Lynch, M. 2000. “Against Reflexivity as an Academic Virtue and Source of Privileged Knowledge.”

Lynch, Michael. 2000. “Against Reflexivity as an Academic Virtue and Source of Privileged Knowledge.” Theory, Culture, and Society 17 (3): 26-54.

Reflexivity claimed as a methodological virtue, but multiple definitions and applications muddle how we practice and interpret it – creates a lack of uniformity. Aids to increase objectivity, but at the same time works to undermine objectivity. Reflexivity as related to particular ideas regarding social reality and human nature; prescribes an ethnomethodological application of reflexivity that does not privilege theoretical or methodological standpoint.
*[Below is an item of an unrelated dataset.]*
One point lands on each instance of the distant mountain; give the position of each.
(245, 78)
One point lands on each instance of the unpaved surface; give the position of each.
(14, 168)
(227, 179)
Discusses how reflexivity is used in communications (as a way to gain feedback in interactional processes, identity formation), as a means to organize cultural and historical stages, as a part of social self-construction, as introspection to self-knowledge, as a methodological prescription in qualitative study to correct biases, as a varying application in methodologies, a mode to self-deprecate or “confess”, or as a means to demonstrate proficiency in creating a more “mature” social science, as a means of integrating or detaching from observations or cultures, as a means to reflect on social location and categorical belonging, a means of contemplating a text, or as a way to absorb imagery, as an all-encompassing means to enter/frame social world, and a system of accounting practices (method and theory) that works to ethnomethodologically explain systems of action within the social world.

How does effectiveness, rationality become locally constructed and historically stabilized?
How does one “succeed” in “attaining” reflexivity?
What information and qualification becomes excessive, in the contextualization of “objective” facts?
What is really “radical” or superior about contextualization?